А в остальном я не видывал женщины более приветливой; манеры у нее были под стать лицу – мягкие и приятные.
Она была добра, великодушна; с людьми не чинилась, с прислугой не важничала, подобострастия и реверансов не любила, наилучшей вежливостью считала прямоту. Словом, простая была барыня. Каждый согрешивший мог смело рассчитывать на ее доброту и не опасаться строгого взыскания; она мирилась с плохо выполненной работой, лишь бы избавить себя от труда делать выговор. Всем сердцем любя добродетель, с пороком не враждовала, не осуждала никого, в том числе и тех, кто судит ближнего своего. Всякий удостаивался у нее похвалы и признания, ненавидела она только бесчестие; пожалуй, я не знавал никого, кто бы так не терпел низости, как наша барыня. Она была другом любому человеку и снисходительно прощала все слабости.

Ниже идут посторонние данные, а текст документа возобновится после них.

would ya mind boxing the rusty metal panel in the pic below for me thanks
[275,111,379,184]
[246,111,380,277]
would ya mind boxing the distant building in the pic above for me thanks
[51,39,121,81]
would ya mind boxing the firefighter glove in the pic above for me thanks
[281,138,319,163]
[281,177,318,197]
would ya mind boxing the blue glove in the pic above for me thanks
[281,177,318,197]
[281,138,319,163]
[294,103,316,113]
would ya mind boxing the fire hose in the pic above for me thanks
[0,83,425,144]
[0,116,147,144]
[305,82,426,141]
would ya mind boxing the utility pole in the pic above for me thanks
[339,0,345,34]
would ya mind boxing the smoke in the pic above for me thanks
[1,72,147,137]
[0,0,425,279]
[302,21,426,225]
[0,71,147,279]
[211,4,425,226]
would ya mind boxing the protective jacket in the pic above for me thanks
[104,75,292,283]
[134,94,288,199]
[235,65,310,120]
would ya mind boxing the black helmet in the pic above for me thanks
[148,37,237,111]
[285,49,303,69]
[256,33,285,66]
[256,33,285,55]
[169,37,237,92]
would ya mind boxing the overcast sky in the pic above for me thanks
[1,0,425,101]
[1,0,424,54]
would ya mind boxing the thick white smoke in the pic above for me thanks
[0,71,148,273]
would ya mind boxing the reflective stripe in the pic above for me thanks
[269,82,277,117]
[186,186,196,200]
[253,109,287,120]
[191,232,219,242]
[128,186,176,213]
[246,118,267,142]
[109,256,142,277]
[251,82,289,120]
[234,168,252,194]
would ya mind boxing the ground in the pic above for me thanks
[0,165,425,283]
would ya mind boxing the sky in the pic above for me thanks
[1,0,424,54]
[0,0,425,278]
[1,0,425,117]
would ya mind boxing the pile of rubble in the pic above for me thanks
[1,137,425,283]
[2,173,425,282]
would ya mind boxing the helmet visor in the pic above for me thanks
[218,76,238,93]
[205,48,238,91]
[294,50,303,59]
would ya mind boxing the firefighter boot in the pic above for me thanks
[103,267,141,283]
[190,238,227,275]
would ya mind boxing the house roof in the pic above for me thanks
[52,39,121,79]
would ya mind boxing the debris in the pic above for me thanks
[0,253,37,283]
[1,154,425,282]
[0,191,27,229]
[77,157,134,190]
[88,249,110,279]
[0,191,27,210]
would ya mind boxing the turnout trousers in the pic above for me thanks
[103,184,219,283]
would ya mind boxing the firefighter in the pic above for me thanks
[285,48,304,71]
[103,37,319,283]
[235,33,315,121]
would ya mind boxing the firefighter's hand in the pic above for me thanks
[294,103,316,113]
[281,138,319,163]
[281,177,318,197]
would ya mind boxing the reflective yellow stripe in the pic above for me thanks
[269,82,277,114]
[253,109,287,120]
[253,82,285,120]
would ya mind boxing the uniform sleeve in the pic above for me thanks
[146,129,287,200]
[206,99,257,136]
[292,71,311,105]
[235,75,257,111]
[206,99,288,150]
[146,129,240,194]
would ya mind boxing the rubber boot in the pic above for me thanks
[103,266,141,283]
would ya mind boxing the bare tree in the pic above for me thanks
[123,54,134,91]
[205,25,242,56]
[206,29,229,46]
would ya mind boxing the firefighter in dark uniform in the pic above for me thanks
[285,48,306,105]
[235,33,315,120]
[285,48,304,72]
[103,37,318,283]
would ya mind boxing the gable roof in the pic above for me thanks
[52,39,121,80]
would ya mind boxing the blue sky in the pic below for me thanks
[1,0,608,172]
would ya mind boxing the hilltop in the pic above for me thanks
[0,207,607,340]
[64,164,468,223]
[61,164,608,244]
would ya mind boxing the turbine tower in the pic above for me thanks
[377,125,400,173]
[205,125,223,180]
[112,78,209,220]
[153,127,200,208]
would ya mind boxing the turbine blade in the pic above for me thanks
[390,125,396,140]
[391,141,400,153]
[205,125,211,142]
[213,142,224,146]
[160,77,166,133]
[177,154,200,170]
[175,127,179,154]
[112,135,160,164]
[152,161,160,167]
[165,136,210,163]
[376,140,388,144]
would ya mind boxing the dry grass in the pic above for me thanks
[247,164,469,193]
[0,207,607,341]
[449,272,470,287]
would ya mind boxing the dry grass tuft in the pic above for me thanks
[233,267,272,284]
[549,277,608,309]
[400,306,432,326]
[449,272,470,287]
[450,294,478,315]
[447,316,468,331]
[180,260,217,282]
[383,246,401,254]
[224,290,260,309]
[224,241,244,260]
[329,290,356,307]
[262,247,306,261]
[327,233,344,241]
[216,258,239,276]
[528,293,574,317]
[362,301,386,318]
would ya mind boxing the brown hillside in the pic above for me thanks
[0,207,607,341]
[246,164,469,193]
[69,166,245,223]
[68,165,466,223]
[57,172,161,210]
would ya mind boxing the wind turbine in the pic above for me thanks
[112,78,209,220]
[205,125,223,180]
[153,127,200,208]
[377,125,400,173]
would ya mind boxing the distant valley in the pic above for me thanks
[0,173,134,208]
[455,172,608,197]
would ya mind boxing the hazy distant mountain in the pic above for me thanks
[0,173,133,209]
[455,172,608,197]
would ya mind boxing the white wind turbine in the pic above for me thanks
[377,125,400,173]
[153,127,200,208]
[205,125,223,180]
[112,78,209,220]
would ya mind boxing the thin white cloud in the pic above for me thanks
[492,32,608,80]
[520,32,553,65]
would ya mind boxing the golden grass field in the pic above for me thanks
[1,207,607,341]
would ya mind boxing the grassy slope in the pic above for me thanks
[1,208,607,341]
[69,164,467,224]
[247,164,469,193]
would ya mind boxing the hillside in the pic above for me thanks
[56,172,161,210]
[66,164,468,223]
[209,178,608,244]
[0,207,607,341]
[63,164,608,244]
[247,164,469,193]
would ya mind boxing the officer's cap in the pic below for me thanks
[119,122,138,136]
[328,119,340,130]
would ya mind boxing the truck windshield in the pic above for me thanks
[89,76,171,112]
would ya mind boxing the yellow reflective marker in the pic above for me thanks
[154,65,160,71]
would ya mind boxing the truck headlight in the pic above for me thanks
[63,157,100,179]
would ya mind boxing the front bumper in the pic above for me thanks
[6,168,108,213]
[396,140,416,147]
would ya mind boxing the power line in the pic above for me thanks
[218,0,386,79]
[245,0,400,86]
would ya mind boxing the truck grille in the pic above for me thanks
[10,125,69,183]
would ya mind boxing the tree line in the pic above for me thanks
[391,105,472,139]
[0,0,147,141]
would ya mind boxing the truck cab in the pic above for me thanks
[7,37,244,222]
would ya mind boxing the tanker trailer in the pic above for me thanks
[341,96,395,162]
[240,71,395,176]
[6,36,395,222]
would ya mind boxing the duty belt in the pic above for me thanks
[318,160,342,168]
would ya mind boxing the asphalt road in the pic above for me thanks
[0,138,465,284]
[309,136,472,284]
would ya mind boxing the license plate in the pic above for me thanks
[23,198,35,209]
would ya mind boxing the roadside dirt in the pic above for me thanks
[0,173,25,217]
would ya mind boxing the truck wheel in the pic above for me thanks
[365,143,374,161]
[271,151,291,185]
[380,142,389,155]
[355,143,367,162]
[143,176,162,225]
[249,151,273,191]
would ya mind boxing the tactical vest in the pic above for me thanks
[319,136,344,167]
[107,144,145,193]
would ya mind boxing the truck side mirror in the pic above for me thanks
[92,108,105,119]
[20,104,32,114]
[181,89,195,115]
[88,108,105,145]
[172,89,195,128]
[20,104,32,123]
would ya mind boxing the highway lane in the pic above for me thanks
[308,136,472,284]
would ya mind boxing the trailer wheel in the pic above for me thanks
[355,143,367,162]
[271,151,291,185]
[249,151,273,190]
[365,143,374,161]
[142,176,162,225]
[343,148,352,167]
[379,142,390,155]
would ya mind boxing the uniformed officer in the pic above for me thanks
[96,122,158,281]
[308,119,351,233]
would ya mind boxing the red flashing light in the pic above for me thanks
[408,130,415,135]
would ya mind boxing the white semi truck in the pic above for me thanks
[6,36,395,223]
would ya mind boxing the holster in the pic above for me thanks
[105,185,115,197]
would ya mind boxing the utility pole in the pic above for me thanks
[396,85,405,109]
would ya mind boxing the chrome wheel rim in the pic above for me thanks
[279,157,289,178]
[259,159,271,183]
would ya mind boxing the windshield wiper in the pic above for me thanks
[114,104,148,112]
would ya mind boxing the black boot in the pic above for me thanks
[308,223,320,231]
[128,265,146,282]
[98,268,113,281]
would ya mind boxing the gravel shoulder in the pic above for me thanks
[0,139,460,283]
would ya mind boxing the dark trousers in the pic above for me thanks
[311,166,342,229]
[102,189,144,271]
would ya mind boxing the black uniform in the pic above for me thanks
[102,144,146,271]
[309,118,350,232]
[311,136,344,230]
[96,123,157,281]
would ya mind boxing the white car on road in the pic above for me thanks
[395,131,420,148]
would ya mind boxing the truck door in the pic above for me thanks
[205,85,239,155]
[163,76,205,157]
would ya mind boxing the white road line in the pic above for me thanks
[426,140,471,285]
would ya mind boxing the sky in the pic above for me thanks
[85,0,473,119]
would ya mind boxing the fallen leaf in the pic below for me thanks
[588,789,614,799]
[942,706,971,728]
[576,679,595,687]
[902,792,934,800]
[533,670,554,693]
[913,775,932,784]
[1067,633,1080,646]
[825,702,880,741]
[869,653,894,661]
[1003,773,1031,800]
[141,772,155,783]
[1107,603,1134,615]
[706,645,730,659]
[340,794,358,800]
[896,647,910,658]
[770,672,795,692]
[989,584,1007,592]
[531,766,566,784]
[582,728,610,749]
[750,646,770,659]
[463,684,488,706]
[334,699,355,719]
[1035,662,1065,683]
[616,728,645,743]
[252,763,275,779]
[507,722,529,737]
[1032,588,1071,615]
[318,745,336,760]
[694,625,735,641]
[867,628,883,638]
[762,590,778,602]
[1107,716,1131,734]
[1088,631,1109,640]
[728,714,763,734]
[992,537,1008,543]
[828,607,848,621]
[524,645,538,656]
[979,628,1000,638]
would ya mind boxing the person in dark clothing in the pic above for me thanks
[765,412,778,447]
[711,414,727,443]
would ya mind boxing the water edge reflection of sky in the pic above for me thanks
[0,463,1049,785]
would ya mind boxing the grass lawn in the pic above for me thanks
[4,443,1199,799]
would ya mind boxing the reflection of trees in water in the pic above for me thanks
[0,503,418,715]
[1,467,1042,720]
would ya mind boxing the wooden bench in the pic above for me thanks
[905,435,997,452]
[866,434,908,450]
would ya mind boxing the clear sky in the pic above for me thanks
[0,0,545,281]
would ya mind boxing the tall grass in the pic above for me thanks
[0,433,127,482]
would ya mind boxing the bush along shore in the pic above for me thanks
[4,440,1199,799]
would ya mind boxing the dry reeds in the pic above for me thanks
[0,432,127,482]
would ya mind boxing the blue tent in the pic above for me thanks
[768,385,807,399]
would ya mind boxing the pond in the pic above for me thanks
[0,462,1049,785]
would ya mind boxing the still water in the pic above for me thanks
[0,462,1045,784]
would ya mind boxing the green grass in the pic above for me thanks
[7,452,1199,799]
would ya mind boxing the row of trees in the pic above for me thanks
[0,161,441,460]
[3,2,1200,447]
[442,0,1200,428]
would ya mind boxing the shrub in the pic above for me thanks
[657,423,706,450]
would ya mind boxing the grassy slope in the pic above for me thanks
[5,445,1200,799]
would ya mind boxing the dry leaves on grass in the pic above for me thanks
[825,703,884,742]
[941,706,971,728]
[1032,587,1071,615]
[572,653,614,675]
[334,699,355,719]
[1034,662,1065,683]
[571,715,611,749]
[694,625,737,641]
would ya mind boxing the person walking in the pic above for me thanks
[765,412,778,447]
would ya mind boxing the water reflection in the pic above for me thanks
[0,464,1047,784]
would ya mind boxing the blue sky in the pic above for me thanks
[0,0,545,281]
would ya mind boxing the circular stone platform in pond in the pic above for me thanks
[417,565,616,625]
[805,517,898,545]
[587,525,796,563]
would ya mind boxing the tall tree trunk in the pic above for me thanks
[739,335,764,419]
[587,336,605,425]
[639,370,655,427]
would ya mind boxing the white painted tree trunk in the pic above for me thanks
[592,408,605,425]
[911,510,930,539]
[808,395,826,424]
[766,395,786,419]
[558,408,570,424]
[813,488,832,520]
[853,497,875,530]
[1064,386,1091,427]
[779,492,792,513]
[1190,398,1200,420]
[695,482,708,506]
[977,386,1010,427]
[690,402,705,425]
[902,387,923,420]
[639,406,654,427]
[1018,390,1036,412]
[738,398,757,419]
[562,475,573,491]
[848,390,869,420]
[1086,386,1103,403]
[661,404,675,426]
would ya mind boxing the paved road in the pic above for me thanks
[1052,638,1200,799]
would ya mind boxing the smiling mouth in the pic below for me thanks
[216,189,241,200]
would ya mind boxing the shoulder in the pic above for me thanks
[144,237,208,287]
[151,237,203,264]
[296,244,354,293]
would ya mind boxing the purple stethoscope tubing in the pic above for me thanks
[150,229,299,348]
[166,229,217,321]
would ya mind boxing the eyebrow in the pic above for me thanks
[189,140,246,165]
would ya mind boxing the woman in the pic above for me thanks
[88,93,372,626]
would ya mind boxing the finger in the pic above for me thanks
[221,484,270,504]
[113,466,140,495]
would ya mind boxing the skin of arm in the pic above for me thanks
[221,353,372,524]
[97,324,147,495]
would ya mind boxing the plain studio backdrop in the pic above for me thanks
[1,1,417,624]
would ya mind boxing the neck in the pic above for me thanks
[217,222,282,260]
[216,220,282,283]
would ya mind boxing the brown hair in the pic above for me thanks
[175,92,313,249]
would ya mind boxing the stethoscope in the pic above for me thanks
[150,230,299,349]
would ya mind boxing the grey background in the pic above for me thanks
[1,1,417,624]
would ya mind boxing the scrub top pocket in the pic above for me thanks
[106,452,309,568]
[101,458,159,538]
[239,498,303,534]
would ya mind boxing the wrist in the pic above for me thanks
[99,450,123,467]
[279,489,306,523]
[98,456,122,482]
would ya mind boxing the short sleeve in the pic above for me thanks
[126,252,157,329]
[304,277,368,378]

– Здравствуй, дитя мое, – сказала она, когда я подошел, – ну, как тебе понравился Париж?
Затем, обернувшись к служанкам, она добавила:
– Право, для деревенского парня он совсем недурен.
– Помилуй бог, сударыня, я у нас в деревне самый корявый, – отвечал я.
– Так, так, – заметила она, – ты хорош собой и к тому же совсем не глуп. Мой тебе совет – оставайся в Париже. Из тебя выйдет толк.
– Дай бог, сударыня, – ответил я, – ум-то у меня есть, да вот денег нет, так оно и выходит неладно.
– Ты прав, – рассмеялась она, – но этой беде можно помочь; оставайся у нас, я приставлю тебя к своему племяннику, который скоро приедет из провинции поступать в коллеж;[4] будешь ему прислуживать.
– Награди вас господь, сударыня, – отвечал я, – скажите только, твердо ли ваше намерение, тогда я напишу отцу; глядя на вашего племянника, я и сам стану ученым; вот увидите, когда-нибудь прочту вам наизусть целую мессу. А что! Все в жизни от случая; иной и сам не знает, как его угораздило стать викарием[5] или епископом.
Речи мои понравились барыне; ее веселость еще больше воодушевила меня, и я ничуть не стеснялся болтать глупости, лишь бы выходило побойчей; при всей своей деревенской тупости я уже понимал, что глупые речи не поставят в укор человеку, который вовсе не обязан быть умным, зато всегда похвалят за бойкость в разговоре, даже если он несет околесицу.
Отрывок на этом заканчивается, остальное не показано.